Registration closed quickly, and Altman later said that he’d plan bigger parties in the future.
It’s unlikely Musk threw his name into the ring for one of those limited invites, but Altman said on X that his erstwhile OpenAI cofounder “could come if he wants to.”
“The world needs more love,” Altman added.
The kindness came days after US District Judge Yvonne Gonzalez Rogers, who is presiding over their legal fight, warned both tech executives to “control your propensity to use social media to make things worse outside this courtroom.”
Musk and Altman have been locked in an ideological battle for years.
The tech moguls cofounded OpenAI in 2015, but Musk left in 2018 after disagreements over the company’s direction and leadership, particularly around safety.

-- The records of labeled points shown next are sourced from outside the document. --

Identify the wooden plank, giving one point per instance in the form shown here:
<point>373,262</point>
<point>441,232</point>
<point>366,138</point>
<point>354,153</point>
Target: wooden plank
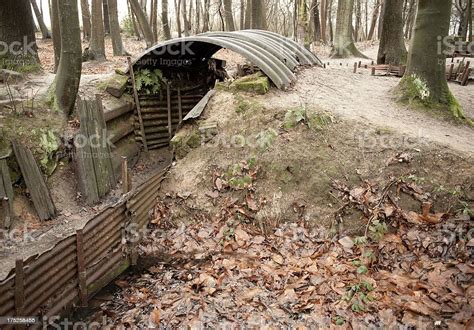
<point>84,162</point>
<point>81,268</point>
<point>168,95</point>
<point>19,288</point>
<point>199,108</point>
<point>137,102</point>
<point>6,193</point>
<point>35,182</point>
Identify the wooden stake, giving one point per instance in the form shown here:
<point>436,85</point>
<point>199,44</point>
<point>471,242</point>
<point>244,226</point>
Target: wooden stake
<point>137,103</point>
<point>168,94</point>
<point>125,176</point>
<point>81,268</point>
<point>19,288</point>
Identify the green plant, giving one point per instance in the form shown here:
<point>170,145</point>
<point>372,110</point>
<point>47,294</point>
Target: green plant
<point>127,26</point>
<point>149,82</point>
<point>378,229</point>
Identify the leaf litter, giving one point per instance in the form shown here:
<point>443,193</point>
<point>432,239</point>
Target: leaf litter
<point>406,269</point>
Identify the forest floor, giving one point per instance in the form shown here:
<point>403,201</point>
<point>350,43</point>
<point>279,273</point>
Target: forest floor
<point>325,205</point>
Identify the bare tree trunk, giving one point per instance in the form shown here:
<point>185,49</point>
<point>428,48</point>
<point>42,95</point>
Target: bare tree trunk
<point>324,11</point>
<point>248,15</point>
<point>344,44</point>
<point>143,22</point>
<point>165,20</point>
<point>375,16</point>
<point>117,43</point>
<point>392,48</point>
<point>97,44</point>
<point>105,12</point>
<point>66,83</point>
<point>177,7</point>
<point>426,63</point>
<point>229,17</point>
<point>185,18</point>
<point>17,27</point>
<point>86,19</point>
<point>39,18</point>
<point>205,22</point>
<point>56,30</point>
<point>316,21</point>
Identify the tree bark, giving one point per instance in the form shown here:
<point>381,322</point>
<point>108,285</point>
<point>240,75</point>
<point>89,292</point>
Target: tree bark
<point>316,21</point>
<point>343,42</point>
<point>66,83</point>
<point>257,15</point>
<point>185,18</point>
<point>86,19</point>
<point>165,20</point>
<point>97,45</point>
<point>426,62</point>
<point>248,15</point>
<point>324,11</point>
<point>56,30</point>
<point>229,17</point>
<point>39,18</point>
<point>143,22</point>
<point>205,23</point>
<point>17,33</point>
<point>117,43</point>
<point>375,16</point>
<point>392,48</point>
<point>105,12</point>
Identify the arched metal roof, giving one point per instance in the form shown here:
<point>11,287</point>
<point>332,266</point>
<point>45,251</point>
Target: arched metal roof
<point>274,54</point>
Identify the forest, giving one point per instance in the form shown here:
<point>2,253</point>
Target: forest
<point>236,164</point>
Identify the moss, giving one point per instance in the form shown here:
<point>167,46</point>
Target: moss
<point>255,83</point>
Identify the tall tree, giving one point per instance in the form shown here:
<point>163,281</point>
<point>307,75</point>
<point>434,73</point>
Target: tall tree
<point>258,15</point>
<point>97,44</point>
<point>39,18</point>
<point>56,29</point>
<point>66,83</point>
<point>86,19</point>
<point>248,15</point>
<point>425,78</point>
<point>375,17</point>
<point>117,43</point>
<point>324,11</point>
<point>105,11</point>
<point>143,22</point>
<point>229,17</point>
<point>343,42</point>
<point>17,33</point>
<point>392,48</point>
<point>165,20</point>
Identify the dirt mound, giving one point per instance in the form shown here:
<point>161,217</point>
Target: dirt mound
<point>280,164</point>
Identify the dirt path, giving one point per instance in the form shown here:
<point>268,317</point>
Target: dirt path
<point>368,99</point>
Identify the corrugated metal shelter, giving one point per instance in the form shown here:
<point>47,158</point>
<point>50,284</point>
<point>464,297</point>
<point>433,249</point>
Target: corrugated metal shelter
<point>274,54</point>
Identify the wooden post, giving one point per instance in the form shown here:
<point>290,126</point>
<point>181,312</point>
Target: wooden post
<point>450,72</point>
<point>81,268</point>
<point>180,107</point>
<point>168,94</point>
<point>19,288</point>
<point>34,181</point>
<point>137,103</point>
<point>125,176</point>
<point>465,79</point>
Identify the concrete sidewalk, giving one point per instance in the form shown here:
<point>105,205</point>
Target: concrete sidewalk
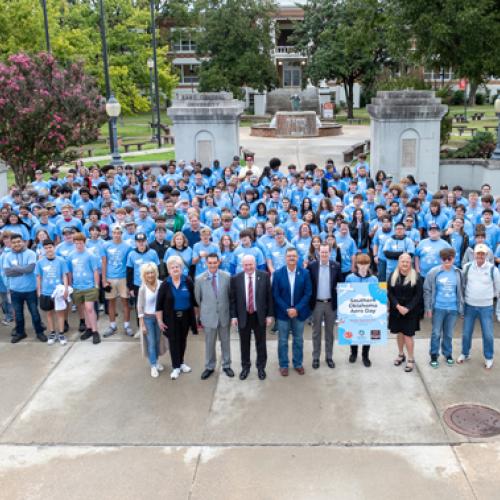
<point>85,421</point>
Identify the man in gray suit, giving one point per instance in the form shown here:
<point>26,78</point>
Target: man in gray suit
<point>212,292</point>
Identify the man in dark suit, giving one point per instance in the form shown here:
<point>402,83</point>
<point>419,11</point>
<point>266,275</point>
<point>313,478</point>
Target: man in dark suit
<point>251,310</point>
<point>325,275</point>
<point>291,295</point>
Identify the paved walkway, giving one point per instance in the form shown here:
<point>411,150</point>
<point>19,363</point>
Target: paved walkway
<point>85,421</point>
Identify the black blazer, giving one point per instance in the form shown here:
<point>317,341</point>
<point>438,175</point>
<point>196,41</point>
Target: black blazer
<point>335,277</point>
<point>263,298</point>
<point>165,303</point>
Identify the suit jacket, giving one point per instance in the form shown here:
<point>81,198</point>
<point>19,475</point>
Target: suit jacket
<point>262,296</point>
<point>214,310</point>
<point>301,293</point>
<point>335,277</point>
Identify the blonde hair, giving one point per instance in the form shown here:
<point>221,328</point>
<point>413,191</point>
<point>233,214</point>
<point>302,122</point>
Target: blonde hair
<point>410,279</point>
<point>175,259</point>
<point>149,267</point>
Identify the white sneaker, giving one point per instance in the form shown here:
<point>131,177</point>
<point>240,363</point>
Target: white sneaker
<point>185,368</point>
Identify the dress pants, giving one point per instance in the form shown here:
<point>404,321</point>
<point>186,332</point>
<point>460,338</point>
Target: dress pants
<point>259,332</point>
<point>211,335</point>
<point>323,312</point>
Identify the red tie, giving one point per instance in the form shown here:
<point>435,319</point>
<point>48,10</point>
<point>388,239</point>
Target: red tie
<point>251,306</point>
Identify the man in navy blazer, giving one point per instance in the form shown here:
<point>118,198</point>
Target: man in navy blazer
<point>291,295</point>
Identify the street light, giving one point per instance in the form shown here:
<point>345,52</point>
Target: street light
<point>113,109</point>
<point>151,65</point>
<point>496,153</point>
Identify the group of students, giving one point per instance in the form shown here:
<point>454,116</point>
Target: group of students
<point>85,235</point>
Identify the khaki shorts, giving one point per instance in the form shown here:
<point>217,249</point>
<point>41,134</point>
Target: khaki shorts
<point>118,289</point>
<point>88,295</point>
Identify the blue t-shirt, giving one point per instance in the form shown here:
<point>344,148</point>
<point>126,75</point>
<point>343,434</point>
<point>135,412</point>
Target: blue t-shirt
<point>25,282</point>
<point>135,260</point>
<point>446,290</point>
<point>82,266</point>
<point>428,254</point>
<point>116,259</point>
<point>51,272</point>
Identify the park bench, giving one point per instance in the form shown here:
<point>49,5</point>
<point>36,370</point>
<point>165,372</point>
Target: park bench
<point>138,145</point>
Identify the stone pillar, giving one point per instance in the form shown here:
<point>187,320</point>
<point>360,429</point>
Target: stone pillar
<point>4,188</point>
<point>405,134</point>
<point>206,127</point>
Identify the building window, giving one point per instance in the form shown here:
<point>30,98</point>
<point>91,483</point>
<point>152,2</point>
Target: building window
<point>292,75</point>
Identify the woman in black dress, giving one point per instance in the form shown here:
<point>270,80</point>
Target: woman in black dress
<point>405,292</point>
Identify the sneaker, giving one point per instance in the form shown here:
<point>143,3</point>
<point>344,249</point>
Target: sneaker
<point>86,335</point>
<point>185,368</point>
<point>109,331</point>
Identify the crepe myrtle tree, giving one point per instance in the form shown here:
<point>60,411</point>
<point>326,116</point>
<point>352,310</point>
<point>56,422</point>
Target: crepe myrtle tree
<point>44,109</point>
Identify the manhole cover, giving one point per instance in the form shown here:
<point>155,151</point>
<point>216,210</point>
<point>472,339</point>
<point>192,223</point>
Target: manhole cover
<point>473,420</point>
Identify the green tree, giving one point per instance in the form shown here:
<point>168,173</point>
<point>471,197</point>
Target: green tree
<point>345,41</point>
<point>235,38</point>
<point>460,34</point>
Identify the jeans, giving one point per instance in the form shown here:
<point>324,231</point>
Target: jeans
<point>485,315</point>
<point>153,338</point>
<point>296,327</point>
<point>443,324</point>
<point>6,307</point>
<point>18,299</point>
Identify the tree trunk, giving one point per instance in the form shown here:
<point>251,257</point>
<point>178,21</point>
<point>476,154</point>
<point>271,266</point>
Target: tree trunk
<point>349,94</point>
<point>471,98</point>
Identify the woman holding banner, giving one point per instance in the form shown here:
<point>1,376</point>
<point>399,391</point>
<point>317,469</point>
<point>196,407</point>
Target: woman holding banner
<point>405,293</point>
<point>362,275</point>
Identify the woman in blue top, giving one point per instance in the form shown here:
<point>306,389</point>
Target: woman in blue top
<point>362,275</point>
<point>180,247</point>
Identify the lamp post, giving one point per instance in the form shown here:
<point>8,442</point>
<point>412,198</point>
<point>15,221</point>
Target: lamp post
<point>46,25</point>
<point>152,7</point>
<point>151,64</point>
<point>113,109</point>
<point>496,153</point>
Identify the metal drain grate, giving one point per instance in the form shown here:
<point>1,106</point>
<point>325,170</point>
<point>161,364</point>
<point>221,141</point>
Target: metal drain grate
<point>473,420</point>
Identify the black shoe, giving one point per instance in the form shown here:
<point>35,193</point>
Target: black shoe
<point>17,338</point>
<point>86,335</point>
<point>206,374</point>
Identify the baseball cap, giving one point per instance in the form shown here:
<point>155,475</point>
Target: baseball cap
<point>481,247</point>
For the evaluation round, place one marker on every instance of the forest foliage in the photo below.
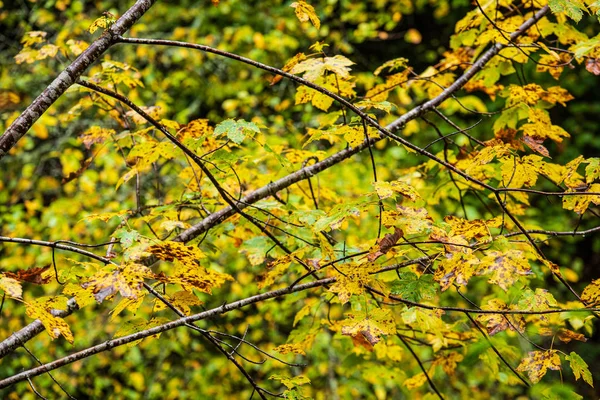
(309, 199)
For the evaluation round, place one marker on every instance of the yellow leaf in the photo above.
(457, 267)
(182, 300)
(369, 326)
(11, 287)
(389, 189)
(591, 294)
(495, 323)
(41, 309)
(505, 267)
(410, 220)
(305, 12)
(537, 363)
(415, 381)
(290, 348)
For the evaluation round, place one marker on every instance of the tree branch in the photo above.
(69, 75)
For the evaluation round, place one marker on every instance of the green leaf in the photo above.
(236, 131)
(127, 236)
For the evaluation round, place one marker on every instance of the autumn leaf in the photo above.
(37, 275)
(385, 244)
(41, 308)
(537, 363)
(580, 368)
(352, 280)
(496, 323)
(409, 219)
(126, 280)
(369, 326)
(11, 286)
(305, 12)
(313, 68)
(591, 294)
(290, 349)
(536, 145)
(456, 268)
(391, 189)
(593, 66)
(236, 131)
(505, 268)
(414, 288)
(182, 300)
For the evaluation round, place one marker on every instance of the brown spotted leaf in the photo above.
(537, 363)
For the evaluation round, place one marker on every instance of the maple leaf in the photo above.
(35, 275)
(290, 348)
(592, 171)
(448, 361)
(288, 66)
(194, 276)
(385, 244)
(236, 131)
(410, 220)
(182, 300)
(305, 12)
(456, 267)
(389, 189)
(580, 368)
(593, 66)
(580, 204)
(566, 335)
(313, 68)
(352, 280)
(538, 362)
(505, 267)
(495, 323)
(414, 288)
(591, 294)
(470, 229)
(369, 326)
(11, 286)
(572, 8)
(127, 281)
(536, 145)
(41, 308)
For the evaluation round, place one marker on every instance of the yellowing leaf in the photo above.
(457, 267)
(127, 281)
(352, 280)
(410, 220)
(290, 348)
(389, 189)
(537, 363)
(580, 204)
(169, 251)
(313, 68)
(580, 368)
(305, 12)
(193, 276)
(103, 22)
(11, 286)
(591, 294)
(415, 381)
(505, 267)
(540, 127)
(41, 309)
(495, 323)
(182, 300)
(370, 326)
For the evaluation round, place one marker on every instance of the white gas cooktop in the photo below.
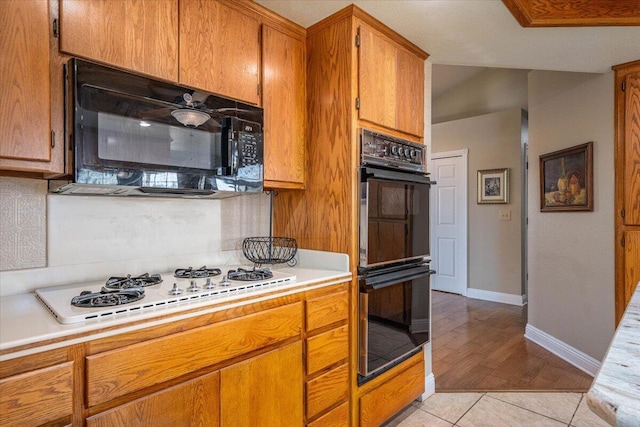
(156, 297)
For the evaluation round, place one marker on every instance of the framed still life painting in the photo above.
(493, 186)
(566, 179)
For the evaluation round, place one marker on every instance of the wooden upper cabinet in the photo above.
(391, 83)
(137, 35)
(284, 103)
(219, 49)
(377, 78)
(632, 149)
(627, 182)
(25, 121)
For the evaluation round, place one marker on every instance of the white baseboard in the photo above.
(580, 360)
(429, 387)
(512, 299)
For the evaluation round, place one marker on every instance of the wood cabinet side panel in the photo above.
(25, 83)
(410, 93)
(37, 397)
(112, 374)
(264, 391)
(632, 150)
(381, 403)
(193, 403)
(327, 349)
(631, 262)
(284, 103)
(326, 310)
(337, 417)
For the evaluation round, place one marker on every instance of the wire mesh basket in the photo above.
(269, 250)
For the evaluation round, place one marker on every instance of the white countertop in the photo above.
(26, 325)
(615, 392)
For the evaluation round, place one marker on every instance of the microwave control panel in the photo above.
(384, 150)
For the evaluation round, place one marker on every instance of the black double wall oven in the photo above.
(394, 265)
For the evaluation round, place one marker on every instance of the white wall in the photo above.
(494, 89)
(571, 254)
(94, 237)
(494, 141)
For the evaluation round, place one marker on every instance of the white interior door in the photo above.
(449, 221)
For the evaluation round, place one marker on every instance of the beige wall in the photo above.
(91, 237)
(494, 89)
(494, 141)
(571, 254)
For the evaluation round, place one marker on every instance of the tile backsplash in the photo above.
(23, 226)
(82, 238)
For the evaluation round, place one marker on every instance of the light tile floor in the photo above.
(499, 410)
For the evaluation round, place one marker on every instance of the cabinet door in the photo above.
(283, 100)
(193, 403)
(264, 391)
(219, 49)
(632, 150)
(25, 84)
(37, 397)
(137, 35)
(377, 78)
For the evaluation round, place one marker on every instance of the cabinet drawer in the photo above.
(327, 390)
(383, 402)
(327, 348)
(338, 417)
(118, 372)
(37, 397)
(326, 310)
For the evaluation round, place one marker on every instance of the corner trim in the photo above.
(580, 360)
(501, 297)
(429, 387)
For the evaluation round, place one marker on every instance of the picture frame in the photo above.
(493, 186)
(566, 179)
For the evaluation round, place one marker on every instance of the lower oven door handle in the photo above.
(371, 283)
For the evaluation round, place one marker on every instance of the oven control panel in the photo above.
(384, 150)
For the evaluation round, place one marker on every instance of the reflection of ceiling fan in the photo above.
(191, 116)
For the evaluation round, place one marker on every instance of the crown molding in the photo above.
(574, 13)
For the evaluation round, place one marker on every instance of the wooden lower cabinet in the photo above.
(337, 417)
(264, 391)
(37, 397)
(384, 401)
(193, 403)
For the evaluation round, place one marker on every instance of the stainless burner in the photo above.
(133, 282)
(249, 275)
(190, 273)
(107, 297)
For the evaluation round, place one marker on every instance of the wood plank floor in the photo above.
(480, 346)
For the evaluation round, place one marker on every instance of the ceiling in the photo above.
(482, 33)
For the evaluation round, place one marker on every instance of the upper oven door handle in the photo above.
(373, 282)
(394, 175)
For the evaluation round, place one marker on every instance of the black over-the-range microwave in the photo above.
(133, 135)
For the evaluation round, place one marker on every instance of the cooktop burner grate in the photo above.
(107, 297)
(191, 273)
(245, 275)
(133, 282)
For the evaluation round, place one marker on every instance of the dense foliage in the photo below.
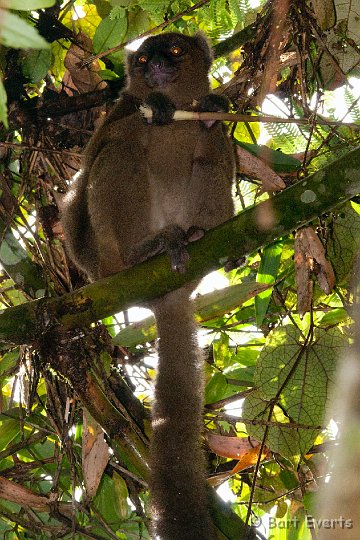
(75, 397)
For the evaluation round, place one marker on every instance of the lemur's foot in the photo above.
(231, 264)
(173, 241)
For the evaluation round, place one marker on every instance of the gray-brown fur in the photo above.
(143, 183)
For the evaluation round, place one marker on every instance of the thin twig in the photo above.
(231, 117)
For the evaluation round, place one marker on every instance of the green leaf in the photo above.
(344, 241)
(216, 388)
(301, 377)
(19, 34)
(109, 34)
(9, 430)
(26, 5)
(278, 161)
(268, 269)
(36, 64)
(3, 106)
(111, 499)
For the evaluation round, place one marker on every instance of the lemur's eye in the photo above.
(176, 51)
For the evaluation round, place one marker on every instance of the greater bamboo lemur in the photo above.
(145, 188)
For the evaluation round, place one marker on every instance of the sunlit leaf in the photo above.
(26, 5)
(17, 33)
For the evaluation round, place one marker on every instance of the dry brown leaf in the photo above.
(249, 459)
(276, 42)
(245, 449)
(230, 447)
(10, 491)
(256, 167)
(86, 79)
(95, 454)
(310, 258)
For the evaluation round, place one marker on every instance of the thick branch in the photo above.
(251, 230)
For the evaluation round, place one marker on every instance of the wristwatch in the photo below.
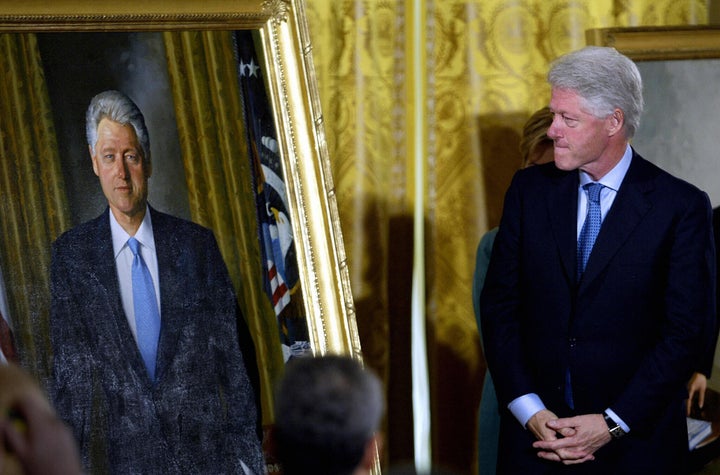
(613, 427)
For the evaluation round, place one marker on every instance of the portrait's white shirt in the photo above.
(123, 263)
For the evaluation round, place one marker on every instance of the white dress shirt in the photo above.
(123, 263)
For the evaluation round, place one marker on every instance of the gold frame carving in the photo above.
(659, 43)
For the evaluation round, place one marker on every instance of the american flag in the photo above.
(276, 238)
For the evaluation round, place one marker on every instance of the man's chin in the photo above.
(564, 164)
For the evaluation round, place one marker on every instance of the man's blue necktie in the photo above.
(590, 228)
(147, 315)
(588, 234)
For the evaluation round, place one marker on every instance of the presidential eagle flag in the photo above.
(280, 279)
(7, 343)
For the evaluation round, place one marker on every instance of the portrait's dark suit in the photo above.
(631, 331)
(200, 415)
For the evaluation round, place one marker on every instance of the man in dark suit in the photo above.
(590, 356)
(186, 404)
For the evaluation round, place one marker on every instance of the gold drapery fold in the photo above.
(33, 205)
(486, 66)
(203, 75)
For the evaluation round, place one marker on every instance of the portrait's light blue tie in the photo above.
(147, 314)
(590, 228)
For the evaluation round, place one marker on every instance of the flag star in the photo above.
(253, 68)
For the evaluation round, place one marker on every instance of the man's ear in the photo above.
(92, 157)
(373, 449)
(616, 121)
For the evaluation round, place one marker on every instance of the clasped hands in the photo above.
(570, 440)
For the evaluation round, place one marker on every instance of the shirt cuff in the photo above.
(526, 406)
(617, 420)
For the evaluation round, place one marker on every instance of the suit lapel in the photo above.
(630, 206)
(167, 255)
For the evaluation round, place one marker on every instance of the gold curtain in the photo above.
(203, 74)
(33, 206)
(486, 62)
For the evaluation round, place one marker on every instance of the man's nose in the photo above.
(121, 167)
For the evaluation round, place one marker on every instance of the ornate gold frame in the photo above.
(288, 64)
(660, 43)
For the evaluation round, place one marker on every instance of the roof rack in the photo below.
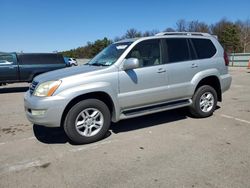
(184, 33)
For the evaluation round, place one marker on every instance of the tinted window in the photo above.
(148, 53)
(6, 58)
(177, 50)
(40, 59)
(204, 48)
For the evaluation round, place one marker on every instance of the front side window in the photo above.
(147, 52)
(6, 59)
(109, 55)
(177, 50)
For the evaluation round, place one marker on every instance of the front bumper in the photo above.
(51, 107)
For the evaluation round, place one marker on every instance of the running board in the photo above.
(154, 108)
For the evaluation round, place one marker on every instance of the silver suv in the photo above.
(131, 78)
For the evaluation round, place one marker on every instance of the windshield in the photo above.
(110, 54)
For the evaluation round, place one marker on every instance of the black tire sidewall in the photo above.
(69, 125)
(196, 101)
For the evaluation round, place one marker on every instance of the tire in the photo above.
(87, 121)
(204, 102)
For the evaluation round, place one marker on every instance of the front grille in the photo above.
(33, 87)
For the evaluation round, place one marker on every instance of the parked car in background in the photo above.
(70, 61)
(131, 78)
(24, 67)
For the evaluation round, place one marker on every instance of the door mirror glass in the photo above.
(131, 63)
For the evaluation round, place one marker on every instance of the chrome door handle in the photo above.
(161, 70)
(194, 65)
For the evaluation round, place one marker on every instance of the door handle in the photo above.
(194, 65)
(161, 70)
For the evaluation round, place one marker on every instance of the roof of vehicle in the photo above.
(171, 34)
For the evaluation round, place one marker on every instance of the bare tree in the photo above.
(181, 25)
(196, 26)
(169, 29)
(244, 34)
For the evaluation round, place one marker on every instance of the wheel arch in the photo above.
(212, 81)
(102, 96)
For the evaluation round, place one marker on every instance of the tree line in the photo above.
(234, 36)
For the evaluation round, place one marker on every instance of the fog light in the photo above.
(38, 112)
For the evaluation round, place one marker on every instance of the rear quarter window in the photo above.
(177, 50)
(31, 59)
(204, 48)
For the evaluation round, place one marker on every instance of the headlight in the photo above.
(47, 88)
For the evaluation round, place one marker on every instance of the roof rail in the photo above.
(184, 33)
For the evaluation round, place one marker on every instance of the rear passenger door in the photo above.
(181, 68)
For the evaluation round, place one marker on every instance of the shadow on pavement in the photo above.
(54, 135)
(13, 90)
(50, 135)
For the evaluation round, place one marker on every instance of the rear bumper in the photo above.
(50, 108)
(226, 81)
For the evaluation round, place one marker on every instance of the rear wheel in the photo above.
(87, 121)
(204, 102)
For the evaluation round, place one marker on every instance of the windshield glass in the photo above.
(110, 54)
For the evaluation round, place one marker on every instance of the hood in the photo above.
(66, 72)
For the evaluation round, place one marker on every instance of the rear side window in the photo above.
(29, 59)
(204, 48)
(147, 52)
(177, 50)
(6, 58)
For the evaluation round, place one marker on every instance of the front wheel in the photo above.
(204, 102)
(87, 121)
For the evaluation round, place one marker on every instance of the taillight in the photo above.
(226, 59)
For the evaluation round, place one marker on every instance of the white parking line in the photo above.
(234, 118)
(24, 166)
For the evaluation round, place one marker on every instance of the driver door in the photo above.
(147, 84)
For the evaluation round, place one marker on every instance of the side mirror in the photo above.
(131, 63)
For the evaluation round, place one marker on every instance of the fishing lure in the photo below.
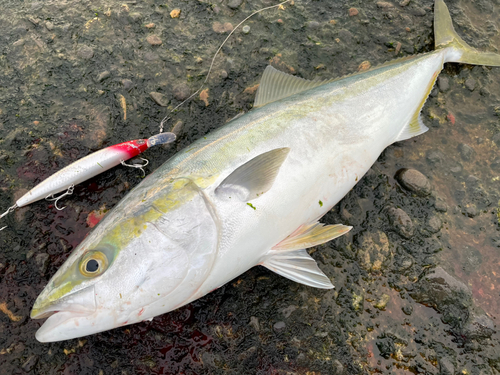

Since then, Musk has repeatedly criticized OpenAI — especially for what he has characterized as a shift away from an open-source nonprofit mission to one focused on commercialization and profit — while launching his own competing AI company, xAI.
Their rivalry has escalated from public jabs into serious legal disputes. Musk sued OpenAI, Altman, and other cofounders in March 2024 over the company’s direction. Musk says OpenAI and its other founders broke their original agreement.
In late April, the dispute moved into a high-profile federal trial in Oakland, where Musk and Altman are now testifying. The proceedings have already grown tense, with Musk clashing with OpenAI’s lawyer before the judge stepped in.